1. The carrier shall include in the notice the reasons for the nonrenewal (that is, that withdrawal of the health benefits plan has been approved by the Commissioner pursuant to this subchapter).

2. The carrier shall include in the notice an offer to obtain coverage under the standard health benefits plans issued by the carrier if the policyholder, contractholder, or certificateholder is a small employer (unless the carrier has been granted relief by the Commissioner pursuant to 17B:27A-26) or a statement that coverage may be available under an individual health benefits plan if the policyholder, contractholder or certificateholder is not a small employer.

3. The carrier shall include in the notice the name, address and telephone number of the employee or agent of the carrier who may be contacted for assistance and information concerning the withdrawal.
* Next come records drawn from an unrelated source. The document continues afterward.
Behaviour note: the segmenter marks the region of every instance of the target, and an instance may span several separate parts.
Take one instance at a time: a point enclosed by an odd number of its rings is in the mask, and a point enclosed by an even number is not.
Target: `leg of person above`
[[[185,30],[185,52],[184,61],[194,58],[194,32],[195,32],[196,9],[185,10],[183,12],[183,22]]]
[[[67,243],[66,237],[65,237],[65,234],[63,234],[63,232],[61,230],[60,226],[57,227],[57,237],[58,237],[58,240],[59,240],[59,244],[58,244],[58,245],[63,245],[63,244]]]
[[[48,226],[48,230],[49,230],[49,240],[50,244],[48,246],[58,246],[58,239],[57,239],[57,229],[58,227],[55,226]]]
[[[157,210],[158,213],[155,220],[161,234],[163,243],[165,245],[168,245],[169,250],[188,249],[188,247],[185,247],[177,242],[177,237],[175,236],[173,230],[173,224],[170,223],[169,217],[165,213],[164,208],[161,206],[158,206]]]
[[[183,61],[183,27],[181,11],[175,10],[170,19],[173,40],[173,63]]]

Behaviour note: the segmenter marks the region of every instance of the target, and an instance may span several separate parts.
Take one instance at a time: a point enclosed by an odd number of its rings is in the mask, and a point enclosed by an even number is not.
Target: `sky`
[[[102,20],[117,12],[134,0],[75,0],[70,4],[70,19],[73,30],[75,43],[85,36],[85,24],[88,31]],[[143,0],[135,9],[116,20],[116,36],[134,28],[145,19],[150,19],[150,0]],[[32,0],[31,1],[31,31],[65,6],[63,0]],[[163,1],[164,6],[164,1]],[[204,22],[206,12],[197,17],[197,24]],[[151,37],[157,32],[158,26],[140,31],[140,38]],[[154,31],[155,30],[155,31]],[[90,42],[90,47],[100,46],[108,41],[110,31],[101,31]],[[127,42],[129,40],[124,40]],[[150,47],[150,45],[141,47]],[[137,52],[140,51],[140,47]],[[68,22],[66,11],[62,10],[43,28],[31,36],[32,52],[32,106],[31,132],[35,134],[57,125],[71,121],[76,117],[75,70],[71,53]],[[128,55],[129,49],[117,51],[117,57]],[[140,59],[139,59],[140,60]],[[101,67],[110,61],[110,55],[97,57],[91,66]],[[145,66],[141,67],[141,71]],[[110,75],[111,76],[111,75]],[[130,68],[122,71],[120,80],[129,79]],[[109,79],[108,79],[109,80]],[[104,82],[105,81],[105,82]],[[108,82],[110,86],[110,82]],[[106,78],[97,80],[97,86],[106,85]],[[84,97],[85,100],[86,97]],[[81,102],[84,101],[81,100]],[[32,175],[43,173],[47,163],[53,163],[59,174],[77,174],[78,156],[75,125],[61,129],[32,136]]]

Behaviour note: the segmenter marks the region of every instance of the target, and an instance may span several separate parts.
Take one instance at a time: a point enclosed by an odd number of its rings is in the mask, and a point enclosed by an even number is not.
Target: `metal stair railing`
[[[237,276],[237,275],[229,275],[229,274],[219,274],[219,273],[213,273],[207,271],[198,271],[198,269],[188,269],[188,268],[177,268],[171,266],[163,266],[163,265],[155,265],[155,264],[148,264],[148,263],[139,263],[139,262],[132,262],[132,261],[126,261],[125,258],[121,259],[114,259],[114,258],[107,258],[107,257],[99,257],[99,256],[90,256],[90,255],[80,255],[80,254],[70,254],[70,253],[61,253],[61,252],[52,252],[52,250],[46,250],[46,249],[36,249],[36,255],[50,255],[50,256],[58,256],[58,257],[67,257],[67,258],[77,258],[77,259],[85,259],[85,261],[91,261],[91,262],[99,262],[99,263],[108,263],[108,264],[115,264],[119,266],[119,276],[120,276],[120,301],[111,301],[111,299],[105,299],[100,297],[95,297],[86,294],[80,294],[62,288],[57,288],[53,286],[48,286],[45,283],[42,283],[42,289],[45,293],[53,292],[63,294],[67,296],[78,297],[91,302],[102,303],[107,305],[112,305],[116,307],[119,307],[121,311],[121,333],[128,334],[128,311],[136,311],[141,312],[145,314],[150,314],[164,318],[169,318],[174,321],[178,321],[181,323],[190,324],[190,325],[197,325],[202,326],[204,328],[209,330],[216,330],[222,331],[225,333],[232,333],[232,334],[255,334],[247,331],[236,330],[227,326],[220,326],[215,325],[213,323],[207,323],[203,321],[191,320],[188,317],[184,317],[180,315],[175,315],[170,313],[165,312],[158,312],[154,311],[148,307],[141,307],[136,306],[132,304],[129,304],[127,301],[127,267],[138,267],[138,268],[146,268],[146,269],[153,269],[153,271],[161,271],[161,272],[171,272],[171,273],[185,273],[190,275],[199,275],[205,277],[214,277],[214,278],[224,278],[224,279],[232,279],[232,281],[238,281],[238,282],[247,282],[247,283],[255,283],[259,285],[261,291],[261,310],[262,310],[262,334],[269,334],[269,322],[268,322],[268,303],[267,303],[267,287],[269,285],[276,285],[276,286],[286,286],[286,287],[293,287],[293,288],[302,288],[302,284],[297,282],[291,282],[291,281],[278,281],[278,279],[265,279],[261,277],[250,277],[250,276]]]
4. The carrier shall provide notice of the withdrawal to the producer of record for each policy, contract or certificate within 60 days of the date that the request to withdraw is granted.

(b) The withdrawal of the nonstandard health benefits plan shall be completed within 16 months of the date that the request to withdraw is granted.

(c) The nonstandard health benefits plan that is the subject of the request to withdraw shall not be marketed by or through an association, multiple employer arrangement or out-of-State trust to any new small employer from the date that the request to withdraw is granted.